Thematic Standardization

Important links

EDI – and other repositories – hold thousands of diverse primary observations from  research studies in the ecological sciences. A major EDI goal is to develop recommendations for thematic standardization, i.e. convert “raw data” packages that contain the same variables, but in various data formats and using different vocabularies, into a common data model. To derive a common data model, EDI is considering physical formats, data models, metadata content and data manipulation scripts which provide maximum data flexibility. The so harmonized data packages can be reused more easily in synthesis studies or meta analyses.

We know from experience that original, primary research data sets cannot be easily combined or synthesized until all data are completely understood and converted to a similar format. There are two approaches to achieving this data regularity: a) to prescribe the format before data collection starts, or b) to convert primary data into a flexible standard format for reuse. Prescribed formats are impossible to impose on research studies, so we take the second approach: define a flexible intermediate, and convert primary data to that model. Our thematic standardization workshops define those formats, describe their workflows, and publish the models so that data providers can be made aware of the most important data package features.

Figure 1 shows the general workflow for harmonizing data packages.

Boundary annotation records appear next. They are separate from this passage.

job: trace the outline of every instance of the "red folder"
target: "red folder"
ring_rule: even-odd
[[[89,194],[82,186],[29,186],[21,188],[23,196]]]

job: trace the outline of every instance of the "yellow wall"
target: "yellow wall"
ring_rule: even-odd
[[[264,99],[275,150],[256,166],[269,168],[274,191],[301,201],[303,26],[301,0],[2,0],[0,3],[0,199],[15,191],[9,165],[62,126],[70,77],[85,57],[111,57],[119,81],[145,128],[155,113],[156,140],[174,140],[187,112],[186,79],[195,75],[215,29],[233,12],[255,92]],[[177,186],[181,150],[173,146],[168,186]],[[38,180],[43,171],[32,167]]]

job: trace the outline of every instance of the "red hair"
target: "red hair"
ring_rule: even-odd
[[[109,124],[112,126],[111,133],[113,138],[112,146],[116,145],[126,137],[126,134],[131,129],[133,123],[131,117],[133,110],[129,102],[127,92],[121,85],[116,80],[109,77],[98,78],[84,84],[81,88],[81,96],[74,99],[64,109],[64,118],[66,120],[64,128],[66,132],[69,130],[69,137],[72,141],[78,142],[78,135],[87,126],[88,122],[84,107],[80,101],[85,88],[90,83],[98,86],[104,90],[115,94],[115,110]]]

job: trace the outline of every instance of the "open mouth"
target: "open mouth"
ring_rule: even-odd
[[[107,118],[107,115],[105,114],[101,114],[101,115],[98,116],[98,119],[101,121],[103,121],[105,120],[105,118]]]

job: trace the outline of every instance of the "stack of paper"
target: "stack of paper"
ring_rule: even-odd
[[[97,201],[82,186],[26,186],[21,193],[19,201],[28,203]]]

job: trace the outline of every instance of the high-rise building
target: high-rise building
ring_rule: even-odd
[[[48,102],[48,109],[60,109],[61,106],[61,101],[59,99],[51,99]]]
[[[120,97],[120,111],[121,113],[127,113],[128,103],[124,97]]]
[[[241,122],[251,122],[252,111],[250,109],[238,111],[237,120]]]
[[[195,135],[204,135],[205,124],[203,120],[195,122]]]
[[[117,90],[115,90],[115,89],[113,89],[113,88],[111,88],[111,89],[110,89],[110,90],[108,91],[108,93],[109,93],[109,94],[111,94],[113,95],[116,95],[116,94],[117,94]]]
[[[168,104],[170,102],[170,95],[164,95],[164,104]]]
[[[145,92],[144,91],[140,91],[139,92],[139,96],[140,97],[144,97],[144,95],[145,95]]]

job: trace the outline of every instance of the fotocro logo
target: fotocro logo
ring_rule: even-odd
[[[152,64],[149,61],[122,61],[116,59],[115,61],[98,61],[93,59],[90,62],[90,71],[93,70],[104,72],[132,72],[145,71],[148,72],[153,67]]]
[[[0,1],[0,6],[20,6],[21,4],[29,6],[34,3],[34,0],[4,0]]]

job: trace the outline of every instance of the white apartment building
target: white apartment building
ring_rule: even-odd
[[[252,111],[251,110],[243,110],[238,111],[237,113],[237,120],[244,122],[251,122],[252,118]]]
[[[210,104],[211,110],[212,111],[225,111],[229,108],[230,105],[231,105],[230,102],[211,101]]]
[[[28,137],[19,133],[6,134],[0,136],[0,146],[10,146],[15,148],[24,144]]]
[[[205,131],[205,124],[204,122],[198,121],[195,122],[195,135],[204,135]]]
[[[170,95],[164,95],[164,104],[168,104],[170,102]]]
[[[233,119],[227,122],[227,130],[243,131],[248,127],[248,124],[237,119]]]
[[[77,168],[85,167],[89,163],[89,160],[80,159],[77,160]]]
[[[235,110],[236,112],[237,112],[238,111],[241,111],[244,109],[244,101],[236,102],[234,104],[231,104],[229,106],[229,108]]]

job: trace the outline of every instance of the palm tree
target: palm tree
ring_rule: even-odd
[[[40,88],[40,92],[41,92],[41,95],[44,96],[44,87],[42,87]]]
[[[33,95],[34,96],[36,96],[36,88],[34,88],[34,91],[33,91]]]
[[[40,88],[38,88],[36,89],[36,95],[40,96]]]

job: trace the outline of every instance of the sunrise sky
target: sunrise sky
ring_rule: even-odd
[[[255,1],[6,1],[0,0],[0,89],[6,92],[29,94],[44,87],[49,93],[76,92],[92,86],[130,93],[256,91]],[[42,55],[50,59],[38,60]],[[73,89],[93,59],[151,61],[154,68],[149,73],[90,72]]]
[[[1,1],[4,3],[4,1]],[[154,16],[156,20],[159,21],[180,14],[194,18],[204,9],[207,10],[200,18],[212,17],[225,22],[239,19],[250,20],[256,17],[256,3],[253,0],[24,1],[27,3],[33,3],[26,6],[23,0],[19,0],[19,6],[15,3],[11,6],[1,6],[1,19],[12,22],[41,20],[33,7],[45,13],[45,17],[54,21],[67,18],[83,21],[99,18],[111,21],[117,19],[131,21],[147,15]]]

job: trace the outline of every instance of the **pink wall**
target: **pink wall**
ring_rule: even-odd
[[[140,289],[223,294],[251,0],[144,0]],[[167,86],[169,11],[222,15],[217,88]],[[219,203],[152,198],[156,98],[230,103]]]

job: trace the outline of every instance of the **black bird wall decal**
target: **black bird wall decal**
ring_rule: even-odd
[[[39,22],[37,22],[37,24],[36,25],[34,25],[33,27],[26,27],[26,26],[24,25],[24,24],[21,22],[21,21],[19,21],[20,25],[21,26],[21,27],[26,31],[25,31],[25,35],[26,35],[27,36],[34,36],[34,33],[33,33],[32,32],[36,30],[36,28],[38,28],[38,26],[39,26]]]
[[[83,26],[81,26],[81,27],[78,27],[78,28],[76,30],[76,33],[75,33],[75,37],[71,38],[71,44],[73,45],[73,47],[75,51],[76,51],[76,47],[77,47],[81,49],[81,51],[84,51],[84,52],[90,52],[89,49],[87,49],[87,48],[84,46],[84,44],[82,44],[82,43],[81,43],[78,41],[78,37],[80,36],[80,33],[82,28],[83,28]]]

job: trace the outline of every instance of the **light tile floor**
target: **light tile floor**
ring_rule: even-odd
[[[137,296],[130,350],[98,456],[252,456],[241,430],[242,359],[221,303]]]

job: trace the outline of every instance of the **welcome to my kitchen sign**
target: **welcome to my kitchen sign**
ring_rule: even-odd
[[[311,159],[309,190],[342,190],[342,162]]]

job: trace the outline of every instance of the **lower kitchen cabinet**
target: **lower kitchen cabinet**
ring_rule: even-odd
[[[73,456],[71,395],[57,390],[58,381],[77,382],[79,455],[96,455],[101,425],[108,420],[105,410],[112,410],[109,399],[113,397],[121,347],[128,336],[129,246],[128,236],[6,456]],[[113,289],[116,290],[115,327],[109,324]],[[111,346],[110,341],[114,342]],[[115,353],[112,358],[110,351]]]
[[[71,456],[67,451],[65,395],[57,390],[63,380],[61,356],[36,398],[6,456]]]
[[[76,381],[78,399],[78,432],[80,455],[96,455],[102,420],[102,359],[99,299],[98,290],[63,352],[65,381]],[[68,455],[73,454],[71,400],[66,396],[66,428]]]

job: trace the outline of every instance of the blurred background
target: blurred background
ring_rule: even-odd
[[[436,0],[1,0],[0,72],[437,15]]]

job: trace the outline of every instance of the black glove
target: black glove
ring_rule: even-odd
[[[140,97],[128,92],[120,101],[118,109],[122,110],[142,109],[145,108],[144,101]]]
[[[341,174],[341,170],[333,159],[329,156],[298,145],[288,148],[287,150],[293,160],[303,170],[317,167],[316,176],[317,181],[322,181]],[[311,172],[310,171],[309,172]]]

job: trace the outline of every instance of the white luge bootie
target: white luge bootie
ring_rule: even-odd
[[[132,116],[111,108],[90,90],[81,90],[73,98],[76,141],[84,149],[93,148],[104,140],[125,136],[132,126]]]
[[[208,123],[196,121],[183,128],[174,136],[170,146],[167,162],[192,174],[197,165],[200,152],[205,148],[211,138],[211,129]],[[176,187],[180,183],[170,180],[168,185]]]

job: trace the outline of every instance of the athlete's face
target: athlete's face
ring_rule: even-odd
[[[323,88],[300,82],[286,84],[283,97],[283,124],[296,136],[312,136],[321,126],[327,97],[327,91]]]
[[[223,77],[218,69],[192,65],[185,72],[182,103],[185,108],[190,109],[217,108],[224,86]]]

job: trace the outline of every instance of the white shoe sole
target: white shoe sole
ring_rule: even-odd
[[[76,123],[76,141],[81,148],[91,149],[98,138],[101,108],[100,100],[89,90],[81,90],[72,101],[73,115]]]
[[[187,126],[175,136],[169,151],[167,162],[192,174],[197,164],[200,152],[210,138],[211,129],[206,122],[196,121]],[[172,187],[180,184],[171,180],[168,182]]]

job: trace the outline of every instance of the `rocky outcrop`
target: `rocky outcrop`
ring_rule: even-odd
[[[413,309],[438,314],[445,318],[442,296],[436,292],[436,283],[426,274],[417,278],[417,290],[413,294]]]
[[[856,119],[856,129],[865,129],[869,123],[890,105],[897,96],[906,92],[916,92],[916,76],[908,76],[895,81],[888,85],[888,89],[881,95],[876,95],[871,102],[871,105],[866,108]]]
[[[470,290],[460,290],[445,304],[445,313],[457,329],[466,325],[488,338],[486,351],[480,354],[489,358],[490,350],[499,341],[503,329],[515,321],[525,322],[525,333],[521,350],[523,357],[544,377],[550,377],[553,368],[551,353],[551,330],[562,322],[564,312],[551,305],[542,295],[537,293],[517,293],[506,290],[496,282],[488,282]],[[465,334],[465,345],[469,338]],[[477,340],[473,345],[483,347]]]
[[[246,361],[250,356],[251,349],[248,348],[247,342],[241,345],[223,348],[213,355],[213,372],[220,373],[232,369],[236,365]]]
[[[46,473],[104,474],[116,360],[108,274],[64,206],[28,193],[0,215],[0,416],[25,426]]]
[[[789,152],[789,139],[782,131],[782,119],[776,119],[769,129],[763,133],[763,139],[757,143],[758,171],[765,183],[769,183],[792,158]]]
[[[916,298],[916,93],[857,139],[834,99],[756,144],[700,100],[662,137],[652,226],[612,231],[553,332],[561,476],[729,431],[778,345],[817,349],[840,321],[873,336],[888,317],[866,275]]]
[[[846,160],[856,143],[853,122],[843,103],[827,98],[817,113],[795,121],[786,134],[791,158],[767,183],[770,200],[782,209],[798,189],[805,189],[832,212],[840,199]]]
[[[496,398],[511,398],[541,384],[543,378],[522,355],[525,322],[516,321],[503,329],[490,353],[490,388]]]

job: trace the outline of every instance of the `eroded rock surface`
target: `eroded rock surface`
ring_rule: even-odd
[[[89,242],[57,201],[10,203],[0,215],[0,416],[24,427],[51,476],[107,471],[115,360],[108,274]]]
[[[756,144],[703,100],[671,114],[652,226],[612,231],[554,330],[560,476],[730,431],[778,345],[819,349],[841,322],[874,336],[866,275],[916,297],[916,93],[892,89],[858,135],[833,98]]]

Archived raw data (level 0 – L0) are converted to a common harmonized data model (level 1 – L1). The L1 data allow for a straightforward data discovery and conversion into derived data products (level 2 – L2).

Our approach is thematic. Initially, we have addressed long-term studies of community composition and biodiversity, which are currently in high demand by synthesis projects. EDI is in the process of extending this approach to meteorological and hydrological data.

harmonization_procedure_general
Figure 1: General workflow for data package harmonization from raw data in various formats (Level 0) into a common data model (Level 1) and use of harmonized data packages in derived Level 2 data products.